The paper provides evidence that volume flux is the main driver of layered circulations in the SCS, supported by simulations and analytical solutions, overturning the vorticity flux hypothesis.

Findings

Deep inflow through Luzon Strait drives the layered circulation.

Vorticity flux has negligible impact on the CAC structure.

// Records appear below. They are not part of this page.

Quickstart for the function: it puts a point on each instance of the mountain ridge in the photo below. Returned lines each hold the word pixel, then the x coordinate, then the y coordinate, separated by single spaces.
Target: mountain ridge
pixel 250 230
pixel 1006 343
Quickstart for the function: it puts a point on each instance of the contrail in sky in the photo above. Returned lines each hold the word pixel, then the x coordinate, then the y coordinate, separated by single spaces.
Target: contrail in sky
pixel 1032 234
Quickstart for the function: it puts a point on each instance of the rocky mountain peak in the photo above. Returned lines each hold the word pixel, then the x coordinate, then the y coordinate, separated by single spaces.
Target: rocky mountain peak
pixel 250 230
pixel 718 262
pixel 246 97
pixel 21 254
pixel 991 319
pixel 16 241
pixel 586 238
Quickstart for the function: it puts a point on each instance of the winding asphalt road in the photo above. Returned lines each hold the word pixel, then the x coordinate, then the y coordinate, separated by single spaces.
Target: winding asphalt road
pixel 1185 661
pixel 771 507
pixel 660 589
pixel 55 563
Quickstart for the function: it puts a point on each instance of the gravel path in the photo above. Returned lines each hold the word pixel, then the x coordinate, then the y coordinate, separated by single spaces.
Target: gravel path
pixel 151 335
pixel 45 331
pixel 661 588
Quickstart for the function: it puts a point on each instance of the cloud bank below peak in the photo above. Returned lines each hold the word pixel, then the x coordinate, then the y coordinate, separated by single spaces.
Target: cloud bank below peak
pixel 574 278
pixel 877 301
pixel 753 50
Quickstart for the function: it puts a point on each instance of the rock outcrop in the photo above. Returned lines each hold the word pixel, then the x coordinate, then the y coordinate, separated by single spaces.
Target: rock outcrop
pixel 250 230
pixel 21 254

Analytical solutions support volume flux dominance.

Abstract

The South China Sea (SCS) features a unique layered circulation structure known as the cyclonic-anticyclonic-cyclonic (CAC) pattern, whose driving mechanisms remain a subject of debate. This study employs idealized numerical simulations using the MITgcm to investigate the role of volume flux and vorticity flux through the Luzon Strait (LS) to the SCS circulation. The control experiment successfully reproduces the observed "sandwiched" transport structure at the LS and the CAC circulation within the SCS. Sensitivity experiments, in which planetary vorticity is set to zero in the Pacific and LS, reveal that the CAC structure is insensitive to vorticity flux input. By applying the Stommel-Arons model to Cartesian coordinates, we provide analytical solutions that align with the simulation results, supporting the volume flux-driven hypothesis. Our findings suggest that the deep inflow through the LS is the primary driver of the layered circulation system, while the middle-layer outflow is a dynamical consequence. These results challenge the vorticity flux-driven hypothesis and offer new insights into the dynamics of layered circulations in the SCS.